So many days beyond the rhododendrons
With the world waltzing in its bowl of cloud,
They have learnt patience and silence
Listening to the rooks querulous in the high wood.
They have been waiting for us in a foetor
Of vegetable sweat since civil war days,
Since the gravel-crunching, interminable departure
Of the expropriated mycologist.
He never came back, and light since then
Is a keyhole rusting gently after rain.
Spiders have spun, flies dusted to mildew
And once a day, perhaps, they have heard something —
A trickle of masonry, a shout from the blue
Or a lorry changing gear at the end of the lane.

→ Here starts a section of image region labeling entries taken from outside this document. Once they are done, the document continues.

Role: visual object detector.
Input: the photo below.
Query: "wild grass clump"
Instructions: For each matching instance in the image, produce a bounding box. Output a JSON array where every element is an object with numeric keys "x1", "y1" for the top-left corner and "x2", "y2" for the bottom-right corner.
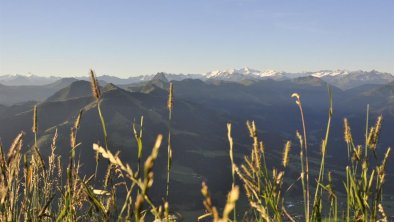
[{"x1": 229, "y1": 89, "x2": 391, "y2": 222}]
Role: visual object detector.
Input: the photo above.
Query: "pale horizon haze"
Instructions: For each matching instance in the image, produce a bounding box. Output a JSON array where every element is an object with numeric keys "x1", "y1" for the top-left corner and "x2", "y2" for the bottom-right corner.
[{"x1": 0, "y1": 0, "x2": 394, "y2": 77}]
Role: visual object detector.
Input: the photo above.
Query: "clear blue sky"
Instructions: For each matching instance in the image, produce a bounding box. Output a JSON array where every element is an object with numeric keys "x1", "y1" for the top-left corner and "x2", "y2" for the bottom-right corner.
[{"x1": 0, "y1": 0, "x2": 394, "y2": 77}]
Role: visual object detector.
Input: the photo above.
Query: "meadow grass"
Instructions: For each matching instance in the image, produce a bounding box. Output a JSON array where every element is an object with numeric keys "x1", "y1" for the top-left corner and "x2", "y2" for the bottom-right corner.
[{"x1": 0, "y1": 70, "x2": 391, "y2": 222}]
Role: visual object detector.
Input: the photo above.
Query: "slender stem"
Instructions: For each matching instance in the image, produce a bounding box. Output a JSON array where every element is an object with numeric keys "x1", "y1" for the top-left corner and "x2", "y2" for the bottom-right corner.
[{"x1": 97, "y1": 100, "x2": 108, "y2": 150}]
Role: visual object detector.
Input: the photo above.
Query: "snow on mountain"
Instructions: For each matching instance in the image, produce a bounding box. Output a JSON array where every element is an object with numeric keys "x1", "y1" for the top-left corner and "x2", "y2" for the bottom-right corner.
[
  {"x1": 205, "y1": 67, "x2": 282, "y2": 81},
  {"x1": 0, "y1": 70, "x2": 394, "y2": 89},
  {"x1": 0, "y1": 74, "x2": 61, "y2": 86},
  {"x1": 311, "y1": 69, "x2": 349, "y2": 78}
]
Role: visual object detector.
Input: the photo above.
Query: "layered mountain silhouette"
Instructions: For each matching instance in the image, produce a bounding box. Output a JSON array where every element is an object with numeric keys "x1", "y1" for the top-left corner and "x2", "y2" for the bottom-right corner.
[{"x1": 0, "y1": 73, "x2": 394, "y2": 217}]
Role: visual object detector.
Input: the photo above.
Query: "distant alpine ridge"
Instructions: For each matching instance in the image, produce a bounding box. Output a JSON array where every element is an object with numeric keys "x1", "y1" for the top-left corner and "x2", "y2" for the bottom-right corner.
[{"x1": 0, "y1": 67, "x2": 394, "y2": 90}]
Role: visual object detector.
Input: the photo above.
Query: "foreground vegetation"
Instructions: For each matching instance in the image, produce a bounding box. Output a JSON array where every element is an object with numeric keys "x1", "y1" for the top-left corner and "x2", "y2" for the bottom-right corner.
[{"x1": 0, "y1": 71, "x2": 391, "y2": 222}]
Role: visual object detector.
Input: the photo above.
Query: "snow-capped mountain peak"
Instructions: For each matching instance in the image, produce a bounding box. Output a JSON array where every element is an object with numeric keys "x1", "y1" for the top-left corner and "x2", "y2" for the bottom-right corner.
[{"x1": 311, "y1": 69, "x2": 350, "y2": 78}]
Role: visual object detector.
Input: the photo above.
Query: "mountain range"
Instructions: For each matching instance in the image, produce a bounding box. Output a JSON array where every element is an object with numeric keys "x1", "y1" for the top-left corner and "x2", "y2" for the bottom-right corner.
[
  {"x1": 0, "y1": 67, "x2": 394, "y2": 89},
  {"x1": 0, "y1": 69, "x2": 394, "y2": 218}
]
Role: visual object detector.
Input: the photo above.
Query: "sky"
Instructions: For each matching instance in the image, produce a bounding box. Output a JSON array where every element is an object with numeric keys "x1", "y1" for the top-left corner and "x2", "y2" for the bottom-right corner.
[{"x1": 0, "y1": 0, "x2": 394, "y2": 77}]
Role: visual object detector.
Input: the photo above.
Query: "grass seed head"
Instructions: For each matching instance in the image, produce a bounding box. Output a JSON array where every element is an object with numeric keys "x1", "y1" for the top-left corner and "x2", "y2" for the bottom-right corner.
[{"x1": 90, "y1": 69, "x2": 101, "y2": 100}]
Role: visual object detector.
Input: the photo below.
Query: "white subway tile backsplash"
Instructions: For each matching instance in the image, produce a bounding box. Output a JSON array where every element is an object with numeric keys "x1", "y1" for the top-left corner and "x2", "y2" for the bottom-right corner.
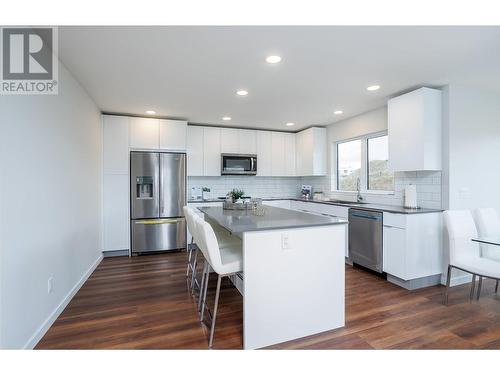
[
  {"x1": 310, "y1": 171, "x2": 441, "y2": 209},
  {"x1": 188, "y1": 171, "x2": 441, "y2": 209}
]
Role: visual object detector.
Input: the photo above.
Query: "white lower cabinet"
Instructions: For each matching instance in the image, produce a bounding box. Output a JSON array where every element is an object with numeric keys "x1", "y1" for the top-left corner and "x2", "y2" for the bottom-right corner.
[
  {"x1": 102, "y1": 174, "x2": 130, "y2": 251},
  {"x1": 383, "y1": 212, "x2": 442, "y2": 281}
]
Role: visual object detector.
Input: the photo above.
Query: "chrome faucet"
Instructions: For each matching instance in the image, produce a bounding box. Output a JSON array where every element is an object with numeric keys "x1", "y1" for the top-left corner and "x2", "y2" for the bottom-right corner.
[{"x1": 356, "y1": 177, "x2": 365, "y2": 203}]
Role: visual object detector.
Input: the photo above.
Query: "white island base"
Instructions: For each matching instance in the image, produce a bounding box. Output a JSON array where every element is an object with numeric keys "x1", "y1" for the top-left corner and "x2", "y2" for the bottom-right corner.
[{"x1": 242, "y1": 225, "x2": 346, "y2": 349}]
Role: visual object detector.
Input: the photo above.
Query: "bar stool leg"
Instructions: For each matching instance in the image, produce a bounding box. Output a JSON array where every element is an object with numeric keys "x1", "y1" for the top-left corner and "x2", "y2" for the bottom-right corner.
[
  {"x1": 469, "y1": 274, "x2": 476, "y2": 302},
  {"x1": 191, "y1": 249, "x2": 199, "y2": 294},
  {"x1": 208, "y1": 275, "x2": 222, "y2": 348},
  {"x1": 200, "y1": 262, "x2": 210, "y2": 322},
  {"x1": 186, "y1": 238, "x2": 193, "y2": 277},
  {"x1": 198, "y1": 260, "x2": 207, "y2": 313},
  {"x1": 444, "y1": 265, "x2": 451, "y2": 305},
  {"x1": 476, "y1": 276, "x2": 483, "y2": 301}
]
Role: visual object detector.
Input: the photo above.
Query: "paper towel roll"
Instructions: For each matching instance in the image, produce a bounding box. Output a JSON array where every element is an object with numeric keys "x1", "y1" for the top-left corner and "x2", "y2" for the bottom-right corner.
[{"x1": 405, "y1": 185, "x2": 418, "y2": 208}]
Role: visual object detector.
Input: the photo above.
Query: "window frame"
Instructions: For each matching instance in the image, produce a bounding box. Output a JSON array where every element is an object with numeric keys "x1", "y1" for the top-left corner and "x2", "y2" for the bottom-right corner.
[
  {"x1": 332, "y1": 137, "x2": 364, "y2": 193},
  {"x1": 331, "y1": 131, "x2": 394, "y2": 195}
]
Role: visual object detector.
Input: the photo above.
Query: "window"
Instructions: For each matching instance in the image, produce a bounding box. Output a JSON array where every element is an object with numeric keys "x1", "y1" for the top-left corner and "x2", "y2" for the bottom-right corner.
[
  {"x1": 367, "y1": 135, "x2": 394, "y2": 191},
  {"x1": 337, "y1": 139, "x2": 361, "y2": 191},
  {"x1": 335, "y1": 134, "x2": 394, "y2": 192}
]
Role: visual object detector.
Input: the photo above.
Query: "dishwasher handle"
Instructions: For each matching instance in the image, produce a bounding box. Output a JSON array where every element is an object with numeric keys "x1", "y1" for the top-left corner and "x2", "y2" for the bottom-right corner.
[{"x1": 349, "y1": 211, "x2": 382, "y2": 221}]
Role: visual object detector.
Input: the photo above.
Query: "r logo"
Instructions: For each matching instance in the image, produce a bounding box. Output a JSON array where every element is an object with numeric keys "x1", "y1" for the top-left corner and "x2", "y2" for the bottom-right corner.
[{"x1": 2, "y1": 28, "x2": 53, "y2": 80}]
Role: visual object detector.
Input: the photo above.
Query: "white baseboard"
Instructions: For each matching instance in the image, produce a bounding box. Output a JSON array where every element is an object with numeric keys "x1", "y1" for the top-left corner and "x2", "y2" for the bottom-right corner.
[{"x1": 23, "y1": 253, "x2": 103, "y2": 349}]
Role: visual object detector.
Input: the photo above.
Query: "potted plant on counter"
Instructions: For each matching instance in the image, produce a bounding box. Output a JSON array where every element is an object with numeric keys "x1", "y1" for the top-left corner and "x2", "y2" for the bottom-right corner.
[{"x1": 227, "y1": 189, "x2": 245, "y2": 203}]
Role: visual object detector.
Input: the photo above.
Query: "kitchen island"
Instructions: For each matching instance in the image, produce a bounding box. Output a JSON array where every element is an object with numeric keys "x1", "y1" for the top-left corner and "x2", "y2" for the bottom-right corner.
[{"x1": 198, "y1": 206, "x2": 347, "y2": 349}]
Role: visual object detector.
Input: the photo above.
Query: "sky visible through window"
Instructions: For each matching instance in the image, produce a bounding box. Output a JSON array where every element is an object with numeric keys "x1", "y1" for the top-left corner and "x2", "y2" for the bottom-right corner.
[{"x1": 337, "y1": 135, "x2": 394, "y2": 191}]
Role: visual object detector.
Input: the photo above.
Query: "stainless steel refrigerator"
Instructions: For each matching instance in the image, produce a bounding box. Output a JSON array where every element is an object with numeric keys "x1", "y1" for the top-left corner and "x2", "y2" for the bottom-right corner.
[{"x1": 130, "y1": 151, "x2": 186, "y2": 254}]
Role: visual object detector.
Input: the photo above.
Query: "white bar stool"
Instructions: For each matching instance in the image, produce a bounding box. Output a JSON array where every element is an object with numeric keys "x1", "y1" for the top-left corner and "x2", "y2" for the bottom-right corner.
[
  {"x1": 183, "y1": 206, "x2": 200, "y2": 292},
  {"x1": 195, "y1": 214, "x2": 243, "y2": 348}
]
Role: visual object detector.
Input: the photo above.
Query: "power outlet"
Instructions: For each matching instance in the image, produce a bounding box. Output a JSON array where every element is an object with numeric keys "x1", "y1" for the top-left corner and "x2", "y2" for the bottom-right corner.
[
  {"x1": 47, "y1": 276, "x2": 54, "y2": 294},
  {"x1": 281, "y1": 233, "x2": 292, "y2": 250}
]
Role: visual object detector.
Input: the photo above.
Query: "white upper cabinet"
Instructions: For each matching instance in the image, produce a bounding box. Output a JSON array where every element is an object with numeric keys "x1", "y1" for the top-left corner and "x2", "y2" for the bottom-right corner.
[
  {"x1": 220, "y1": 128, "x2": 240, "y2": 154},
  {"x1": 387, "y1": 87, "x2": 442, "y2": 171},
  {"x1": 130, "y1": 117, "x2": 160, "y2": 150},
  {"x1": 256, "y1": 131, "x2": 273, "y2": 176},
  {"x1": 186, "y1": 126, "x2": 203, "y2": 176},
  {"x1": 272, "y1": 132, "x2": 285, "y2": 176},
  {"x1": 238, "y1": 129, "x2": 257, "y2": 155},
  {"x1": 102, "y1": 115, "x2": 129, "y2": 174},
  {"x1": 220, "y1": 128, "x2": 257, "y2": 154},
  {"x1": 203, "y1": 127, "x2": 221, "y2": 176},
  {"x1": 295, "y1": 127, "x2": 327, "y2": 176},
  {"x1": 159, "y1": 120, "x2": 187, "y2": 151},
  {"x1": 284, "y1": 133, "x2": 296, "y2": 176}
]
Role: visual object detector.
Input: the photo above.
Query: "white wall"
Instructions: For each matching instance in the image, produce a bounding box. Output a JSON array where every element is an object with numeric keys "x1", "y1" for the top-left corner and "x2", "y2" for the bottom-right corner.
[
  {"x1": 0, "y1": 64, "x2": 101, "y2": 348},
  {"x1": 442, "y1": 85, "x2": 500, "y2": 285},
  {"x1": 443, "y1": 85, "x2": 500, "y2": 209}
]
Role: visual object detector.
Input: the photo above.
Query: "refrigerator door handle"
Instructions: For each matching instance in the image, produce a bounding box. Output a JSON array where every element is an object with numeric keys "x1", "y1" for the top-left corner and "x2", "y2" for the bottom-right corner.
[{"x1": 134, "y1": 218, "x2": 184, "y2": 225}]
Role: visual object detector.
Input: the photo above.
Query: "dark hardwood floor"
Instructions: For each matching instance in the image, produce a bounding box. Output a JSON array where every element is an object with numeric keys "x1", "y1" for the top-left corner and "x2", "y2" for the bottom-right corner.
[{"x1": 37, "y1": 253, "x2": 500, "y2": 349}]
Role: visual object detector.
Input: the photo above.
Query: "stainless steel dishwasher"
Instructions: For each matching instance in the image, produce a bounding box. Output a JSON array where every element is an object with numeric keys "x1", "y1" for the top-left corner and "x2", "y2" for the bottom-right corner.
[{"x1": 349, "y1": 208, "x2": 383, "y2": 273}]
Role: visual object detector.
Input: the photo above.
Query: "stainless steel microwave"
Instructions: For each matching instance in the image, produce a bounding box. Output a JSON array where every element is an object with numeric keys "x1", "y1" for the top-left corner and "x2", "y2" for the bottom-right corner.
[{"x1": 220, "y1": 154, "x2": 257, "y2": 175}]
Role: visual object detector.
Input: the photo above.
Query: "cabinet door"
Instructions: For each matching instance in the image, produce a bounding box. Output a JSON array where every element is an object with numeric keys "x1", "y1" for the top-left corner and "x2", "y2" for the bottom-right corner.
[
  {"x1": 186, "y1": 126, "x2": 203, "y2": 176},
  {"x1": 102, "y1": 116, "x2": 129, "y2": 174},
  {"x1": 238, "y1": 129, "x2": 257, "y2": 155},
  {"x1": 284, "y1": 133, "x2": 297, "y2": 176},
  {"x1": 160, "y1": 120, "x2": 187, "y2": 151},
  {"x1": 271, "y1": 132, "x2": 285, "y2": 176},
  {"x1": 295, "y1": 130, "x2": 312, "y2": 176},
  {"x1": 387, "y1": 87, "x2": 442, "y2": 171},
  {"x1": 130, "y1": 117, "x2": 160, "y2": 150},
  {"x1": 383, "y1": 225, "x2": 408, "y2": 280},
  {"x1": 257, "y1": 131, "x2": 273, "y2": 176},
  {"x1": 220, "y1": 128, "x2": 240, "y2": 154},
  {"x1": 102, "y1": 175, "x2": 130, "y2": 251},
  {"x1": 203, "y1": 127, "x2": 221, "y2": 176}
]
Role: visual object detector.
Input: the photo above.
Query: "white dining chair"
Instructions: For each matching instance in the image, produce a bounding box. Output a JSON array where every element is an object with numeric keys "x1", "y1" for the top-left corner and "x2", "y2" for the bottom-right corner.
[
  {"x1": 195, "y1": 214, "x2": 243, "y2": 348},
  {"x1": 474, "y1": 208, "x2": 500, "y2": 293},
  {"x1": 444, "y1": 210, "x2": 500, "y2": 305},
  {"x1": 474, "y1": 208, "x2": 500, "y2": 261}
]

There have been deaths, the pale flesh flaking
Into the earth that nourished it;
And nightmares, born of these and the grim
Dominion of stale air and rank moisture.
Those nearest the door grow strong —
‘Elbow room! Elbow room!’
The rest, dim in a twilight of crumbling
Utensils and broken pitchers, groaning
For their deliverance, have been so long
Expectant that there is left only the posture.
A half century, without visitors, in the dark —
Poor preparation for the cracking lock
And creak of hinges; magi, moonmen,
Powdery prisoners of the old regime,
Web-throated, stalked like triffids, racked by drought
And insomnia, only the ghost of a scream
At the flash-bulb firing-squad we wake them with
Shows there is life yet in their feverish forms.
Grown beyond nature now, soft food for worms,
They lift frail heads in gravity and good faith.
They are begging us, you see, in their wordless way,
To do something, to speak on their behalf
Or at least not to close the door again.
Lost people of Treblinka and Pompeii!